Et les conditions imposées à ces pèlerinages étaient telles, qu’elles eussent dû décourager les volontés les plus tenaces. Avant d’atteindre l’hôtellerie perchée près de l’église, il faut, pendant des heures, subir les roulements paresseux des trains, endurer des changements répétés de lignes, supporter des journées de diligences, dormir la nuit dans les haras de puces des auberges ; et, après que l’on s’est râpé le dos sur le peigne à carder d’invraisemblables lits, il faut encore, dès l’aube, commencer de folles ascensions, à pied ou à dos de mulets, dans des chemins en zigzag, au-dessus d’abîmes ; enfin, une fois arrivé, il n’y a plus ni sapins, ni hêtres, ni prairies, ni torrents ; il n’y a plus rien, sinon la solitude absolue, le silence que ne troublent même point les cris des oiseaux, car, à cette hauteur, les oiseaux ne viennent plus !
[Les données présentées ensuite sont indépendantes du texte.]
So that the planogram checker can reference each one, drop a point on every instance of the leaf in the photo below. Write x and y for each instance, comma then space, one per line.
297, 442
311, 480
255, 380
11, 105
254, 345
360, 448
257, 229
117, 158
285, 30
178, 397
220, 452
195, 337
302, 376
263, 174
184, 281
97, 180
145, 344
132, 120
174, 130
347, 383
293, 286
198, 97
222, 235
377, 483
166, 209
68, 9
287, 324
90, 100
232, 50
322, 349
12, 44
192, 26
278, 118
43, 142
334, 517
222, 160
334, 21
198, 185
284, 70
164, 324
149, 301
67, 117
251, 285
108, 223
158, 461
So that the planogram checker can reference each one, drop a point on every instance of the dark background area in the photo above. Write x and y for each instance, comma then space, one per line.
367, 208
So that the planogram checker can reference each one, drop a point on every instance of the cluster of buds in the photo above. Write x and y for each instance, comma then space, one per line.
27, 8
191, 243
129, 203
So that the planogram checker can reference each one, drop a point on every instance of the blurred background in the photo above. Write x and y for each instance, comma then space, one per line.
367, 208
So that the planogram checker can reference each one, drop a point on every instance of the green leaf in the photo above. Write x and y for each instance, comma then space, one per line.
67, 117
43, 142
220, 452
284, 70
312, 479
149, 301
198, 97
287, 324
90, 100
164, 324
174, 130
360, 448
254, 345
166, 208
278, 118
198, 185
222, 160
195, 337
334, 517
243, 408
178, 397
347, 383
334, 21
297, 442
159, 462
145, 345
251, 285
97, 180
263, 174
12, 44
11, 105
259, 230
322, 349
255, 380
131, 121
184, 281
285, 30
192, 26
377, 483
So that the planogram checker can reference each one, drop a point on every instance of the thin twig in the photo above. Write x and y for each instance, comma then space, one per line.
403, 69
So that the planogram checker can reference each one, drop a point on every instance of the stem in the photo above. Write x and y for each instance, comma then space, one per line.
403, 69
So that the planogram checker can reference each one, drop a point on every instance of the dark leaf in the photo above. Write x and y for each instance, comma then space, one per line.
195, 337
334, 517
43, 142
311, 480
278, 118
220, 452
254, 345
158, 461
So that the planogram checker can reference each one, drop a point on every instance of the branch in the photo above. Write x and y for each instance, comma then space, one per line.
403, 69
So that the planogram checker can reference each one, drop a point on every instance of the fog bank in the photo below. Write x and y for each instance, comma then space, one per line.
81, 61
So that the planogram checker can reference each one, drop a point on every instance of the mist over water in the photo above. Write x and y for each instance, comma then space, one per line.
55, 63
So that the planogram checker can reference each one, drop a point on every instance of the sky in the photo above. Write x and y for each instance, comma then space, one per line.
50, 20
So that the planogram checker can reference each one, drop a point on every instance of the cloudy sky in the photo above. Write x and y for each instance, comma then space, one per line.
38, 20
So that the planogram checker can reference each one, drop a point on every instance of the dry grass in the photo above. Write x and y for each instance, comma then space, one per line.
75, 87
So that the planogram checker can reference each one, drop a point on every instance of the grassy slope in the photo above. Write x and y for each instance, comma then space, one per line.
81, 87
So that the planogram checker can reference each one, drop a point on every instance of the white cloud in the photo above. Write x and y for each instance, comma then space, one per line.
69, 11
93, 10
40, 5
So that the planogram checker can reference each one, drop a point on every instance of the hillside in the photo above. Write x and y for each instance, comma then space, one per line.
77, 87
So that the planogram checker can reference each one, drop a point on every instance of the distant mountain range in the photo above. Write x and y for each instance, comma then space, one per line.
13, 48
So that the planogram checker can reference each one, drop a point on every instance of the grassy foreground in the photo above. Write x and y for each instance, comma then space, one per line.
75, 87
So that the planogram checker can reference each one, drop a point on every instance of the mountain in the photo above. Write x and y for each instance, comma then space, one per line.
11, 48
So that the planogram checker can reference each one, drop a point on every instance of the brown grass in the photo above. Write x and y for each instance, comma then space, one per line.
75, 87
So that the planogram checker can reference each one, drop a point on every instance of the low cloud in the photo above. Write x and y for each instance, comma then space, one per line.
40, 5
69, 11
Quel paysage ! ruminait Durtal, évoquant le souvenir d’un voyage qu’il avait fait depuis son retour de la Trappe avec l’abbé Gévresin et sa gouvernante. Il se rappelait l’effroi du site qu’il avait traversé entre Saint-Georges de Commiers et La Mure, son effarement en wagon lorsque le train passait lentement au-dessus des gouffres.

En bas, c’était la nuit descendant en spirales dans d’immenses puits ; en haut, c’étaient, à perte de vue, des groupes de montagnes escaladant le ciel.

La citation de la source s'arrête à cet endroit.